His interest in the game Go helped him to identify an entirely new class of numbers, called the surreal numbers. In the nonacademic world he is known as the inventor of the game Life, in which checker-like objects replicate themselves and form patterns on a grid. The game, in turn, has spawned a field of research called cellular automata.

Conway is passionate about connecting people to math, which is one reason he's doing the public lecture series in Jadwin Hall.

"I really love my subject, and I want to spread it as widely as I can, to spread the gospel," he says.

The series of eight lectures is titled "Thinking about Math (and Many Other Things)."

The series has drawn students and faculty not only from the math, physics and engineering departments, but also from such areas as philosophy, linguistics, history and Hellenic studies.

Conway is "a great lecturer," said Dimitri Gondicas, executive director of the Program in Hellenic Studies. "He brings math alive and makes it relevant, and also puts it in its historical and philosophical context."

"He seems to know just how far to go into technical details and still keep his audience interested, and also convey the mathematical truths. That's a very delicate balance," said philosophy professor John Burgess, who attended with his son Fokion, a freshman at Princeton High School.

Proofs, historical tidbits, asides

In his lecture on Archimedes, Conway wove together the nuances of the ancient Greek's mathematical proofs with historical tidbits and asides about his own favorite books. He explained that he has been enamored of Archimedes ever since he read his proof of the formula for the perimeter of a circle.

"When I saw these theorems," he said, "my feeling was 'How is he going to fudge it?' I knew it was impossible, absolutely impossible, to prove this from Euclid's postulates. So I turned a few pages and got a spinetingling feelingbecause Archimedes didn't fudge it, not one little bit."

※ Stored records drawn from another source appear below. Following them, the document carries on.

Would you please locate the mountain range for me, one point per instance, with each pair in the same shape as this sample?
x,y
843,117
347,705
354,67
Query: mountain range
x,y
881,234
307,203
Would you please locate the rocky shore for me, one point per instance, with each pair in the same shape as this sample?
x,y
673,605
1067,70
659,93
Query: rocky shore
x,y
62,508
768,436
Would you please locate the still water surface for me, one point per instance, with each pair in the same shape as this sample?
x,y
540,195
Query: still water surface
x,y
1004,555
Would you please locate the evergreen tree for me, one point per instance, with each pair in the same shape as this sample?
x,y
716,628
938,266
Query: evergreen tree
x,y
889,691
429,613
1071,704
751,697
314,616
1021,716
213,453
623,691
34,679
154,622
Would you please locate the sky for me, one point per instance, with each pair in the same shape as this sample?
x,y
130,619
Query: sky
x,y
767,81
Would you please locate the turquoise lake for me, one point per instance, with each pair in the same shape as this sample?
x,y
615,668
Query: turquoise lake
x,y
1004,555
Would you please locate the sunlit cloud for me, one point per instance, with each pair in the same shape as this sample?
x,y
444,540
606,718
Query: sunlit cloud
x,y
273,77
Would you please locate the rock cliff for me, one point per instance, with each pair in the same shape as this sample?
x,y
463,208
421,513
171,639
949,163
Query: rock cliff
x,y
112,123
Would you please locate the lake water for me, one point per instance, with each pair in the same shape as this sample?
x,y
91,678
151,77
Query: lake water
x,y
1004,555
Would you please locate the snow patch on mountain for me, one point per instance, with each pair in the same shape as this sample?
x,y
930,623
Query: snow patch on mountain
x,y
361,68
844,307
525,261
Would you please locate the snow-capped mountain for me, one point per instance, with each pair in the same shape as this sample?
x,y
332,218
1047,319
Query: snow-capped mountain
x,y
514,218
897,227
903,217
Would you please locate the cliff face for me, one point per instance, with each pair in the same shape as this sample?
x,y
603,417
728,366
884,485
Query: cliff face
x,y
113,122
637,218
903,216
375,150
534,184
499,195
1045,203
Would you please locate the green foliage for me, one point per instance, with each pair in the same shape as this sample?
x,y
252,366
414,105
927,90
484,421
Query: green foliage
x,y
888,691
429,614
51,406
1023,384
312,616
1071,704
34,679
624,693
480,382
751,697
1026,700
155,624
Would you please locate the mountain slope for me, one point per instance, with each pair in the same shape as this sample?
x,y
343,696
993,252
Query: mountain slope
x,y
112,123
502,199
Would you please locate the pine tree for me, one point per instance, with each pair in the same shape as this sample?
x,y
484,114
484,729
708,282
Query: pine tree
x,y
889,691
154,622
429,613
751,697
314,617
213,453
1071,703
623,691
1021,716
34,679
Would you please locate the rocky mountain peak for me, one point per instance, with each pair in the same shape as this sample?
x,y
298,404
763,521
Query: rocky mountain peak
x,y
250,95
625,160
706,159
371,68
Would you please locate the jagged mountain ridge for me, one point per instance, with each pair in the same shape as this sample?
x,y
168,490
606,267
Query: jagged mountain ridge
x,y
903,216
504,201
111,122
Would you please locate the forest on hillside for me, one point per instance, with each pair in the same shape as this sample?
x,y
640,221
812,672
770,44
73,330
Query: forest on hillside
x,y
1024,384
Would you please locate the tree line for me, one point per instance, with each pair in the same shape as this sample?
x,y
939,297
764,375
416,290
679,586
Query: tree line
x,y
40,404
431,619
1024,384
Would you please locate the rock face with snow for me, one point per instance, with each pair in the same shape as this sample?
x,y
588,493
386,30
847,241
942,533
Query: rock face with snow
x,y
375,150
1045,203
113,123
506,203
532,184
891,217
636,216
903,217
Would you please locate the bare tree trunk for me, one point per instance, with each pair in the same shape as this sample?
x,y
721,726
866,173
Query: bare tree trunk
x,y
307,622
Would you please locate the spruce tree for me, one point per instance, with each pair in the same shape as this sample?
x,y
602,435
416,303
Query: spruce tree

The palimpsest, which contains six books by Archimedes, was originally written in the 12th century. (Religious texts were written over the math a century later.) It is the only text of Archimedes in Greek, which is especially important, Conway noted, because the extant Latin translations were done by scholars who lacked a profound understanding of math.

When Conway found out that the palimpsest was going to be sold at Christie's Auction House last fall, he lobbied for Princeton to buy it. He convinced the University to put in a bid for $1.2 million, but the document sold for more than $2 million to a private collector. Fortunately, Conway said, the new owner has pledged to make the document available for study.

Despite the emphasis on history in his public lectures, Conway's real goal is to convey the most fascinating aspects of the math itself. His second lecture addressed the work of Kurt Gödel and the concept of uncertainty; the third focused on the set theory and infinite numbers of Georg Cantor; and the fourth turned to Conway's own surreal numbers. The topic of the next lecture, at 8:00 pm on November 17, is "Geometry, Logic and Physics."

"Syracuse was the math capital of the Greek world; Princeton is the math capital of the modern world," quipped physics professor Kirk McDonald at one lecture. "I grew up in Arizona, and you'd hear about these great mathematicians on the East Coast, and occasionally you'd hear about this guy John Conway. And now here we are actually hearing him."